The blue chip FTSE 100 index was up 0.1 percent at 7,612.14 points, while midcaps rose 0.3 percent higher.
The U.S. imposed tariffs on $34 billion in Chinese imports, with Beijing saying it had no choice but to respond in kind.
While the uncertainty surrounding the tariffs and their impact on growth has weighed on market sentiment, the reaction across European stocks was optimistic with the broad market in positive territory.
Some analysts suggested that the tariffs had already been priced in by the market, as the FTSE has posted a slight loss in June and is down 0.3 percent so far in July.
Market analyst at CMC Markets UK, David Madden, said that a lot of the bad news was already factored in.

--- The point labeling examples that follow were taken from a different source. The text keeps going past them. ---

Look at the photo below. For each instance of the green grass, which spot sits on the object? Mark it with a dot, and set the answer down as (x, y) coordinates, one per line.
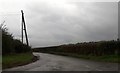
(16, 60)
(104, 58)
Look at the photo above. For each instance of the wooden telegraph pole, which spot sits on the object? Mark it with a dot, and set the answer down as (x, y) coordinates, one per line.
(24, 28)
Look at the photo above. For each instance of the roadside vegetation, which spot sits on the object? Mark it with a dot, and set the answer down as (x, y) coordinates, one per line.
(106, 51)
(14, 52)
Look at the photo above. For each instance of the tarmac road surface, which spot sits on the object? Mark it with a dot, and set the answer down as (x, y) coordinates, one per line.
(50, 62)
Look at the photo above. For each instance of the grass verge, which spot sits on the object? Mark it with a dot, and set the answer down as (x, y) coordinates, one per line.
(14, 60)
(104, 58)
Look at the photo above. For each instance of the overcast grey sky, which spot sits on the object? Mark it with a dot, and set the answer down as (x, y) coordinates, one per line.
(55, 22)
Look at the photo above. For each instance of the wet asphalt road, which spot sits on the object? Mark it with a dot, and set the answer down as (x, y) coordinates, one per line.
(50, 62)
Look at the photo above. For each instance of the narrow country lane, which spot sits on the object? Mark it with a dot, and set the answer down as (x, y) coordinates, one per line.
(50, 62)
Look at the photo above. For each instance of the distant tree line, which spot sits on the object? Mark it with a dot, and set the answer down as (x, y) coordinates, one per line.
(87, 48)
(11, 45)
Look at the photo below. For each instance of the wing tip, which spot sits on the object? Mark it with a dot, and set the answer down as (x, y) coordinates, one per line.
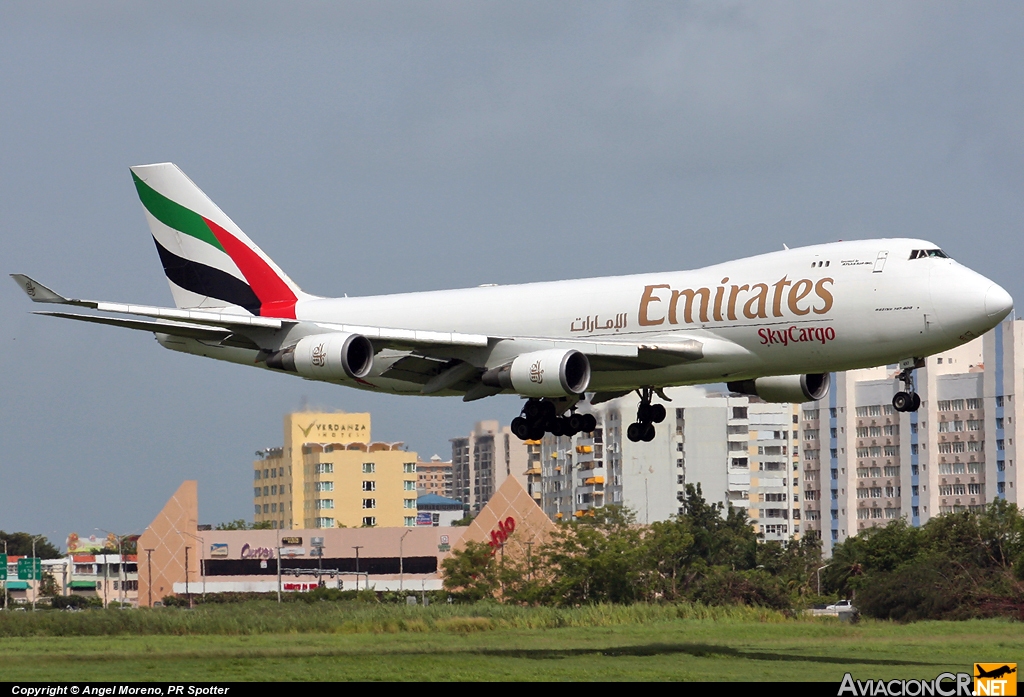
(36, 291)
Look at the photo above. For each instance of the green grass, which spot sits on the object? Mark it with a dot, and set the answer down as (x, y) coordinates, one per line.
(487, 642)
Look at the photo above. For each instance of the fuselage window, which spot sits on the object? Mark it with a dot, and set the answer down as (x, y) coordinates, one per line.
(922, 254)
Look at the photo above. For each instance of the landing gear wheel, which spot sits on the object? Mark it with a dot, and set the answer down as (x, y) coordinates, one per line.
(902, 400)
(907, 399)
(520, 428)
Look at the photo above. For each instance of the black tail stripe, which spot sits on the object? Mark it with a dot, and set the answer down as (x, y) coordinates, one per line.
(207, 280)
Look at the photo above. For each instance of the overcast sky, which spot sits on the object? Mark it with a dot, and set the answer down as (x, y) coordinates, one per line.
(376, 147)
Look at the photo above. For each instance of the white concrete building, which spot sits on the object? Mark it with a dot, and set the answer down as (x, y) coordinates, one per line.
(865, 464)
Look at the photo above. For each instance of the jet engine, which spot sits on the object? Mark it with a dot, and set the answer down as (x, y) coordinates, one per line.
(554, 373)
(327, 356)
(792, 389)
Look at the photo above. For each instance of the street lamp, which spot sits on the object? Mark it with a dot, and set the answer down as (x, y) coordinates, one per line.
(357, 548)
(35, 587)
(819, 575)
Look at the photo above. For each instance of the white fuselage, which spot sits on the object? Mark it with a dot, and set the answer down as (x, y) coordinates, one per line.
(815, 309)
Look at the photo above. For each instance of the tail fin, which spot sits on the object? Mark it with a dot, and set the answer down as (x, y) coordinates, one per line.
(209, 261)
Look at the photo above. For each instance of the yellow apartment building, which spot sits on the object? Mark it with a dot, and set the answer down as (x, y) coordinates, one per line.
(330, 474)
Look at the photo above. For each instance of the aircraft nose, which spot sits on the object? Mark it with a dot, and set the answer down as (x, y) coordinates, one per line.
(997, 302)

Also pointing to an improvement in sentiment between the U.S. and Brussels, Madden said that for a while European markets were taking their cues from Asian, and … Asian markets bounced back probably on the short-covering, because markets really couldn’t fall much further.
German Chancellor Angela Merkel said on Thursday she would support lowering European Union tariffs on U.S. car imports in response to an offer from Washington to abandon threatened levies on European cars in return for concessions.
On the day, shares in consumer staples contributed the most to gains, while ITV shares were the biggest-gainers on the index, up nearly 4 percent. The UK broadcaster was boosted by a double upgrade from Societe Generale, whose analysts moved their rating on the stock to “buy” from “sell”, saying that the majority of the headwinds ITV has faced have now passed.
However, a more negative note from Barclays on UK motor insurers hit shares in Direct Line, which was the biggest faller with a 2.7 percent decline.
More cyclical sectors such as materials, energy and financials fell, however, though not enough to send the FTSE lower. These sectors have been particularly hit by the uncertainty caused by tension in global trading relationships.
Deal-related news spiced things up among mid-caps, with shares in Inmarsat dropped more than 7 percent after the British firm rebuffed a $3.2 billion takeover from U.S. satellite group EchoStar.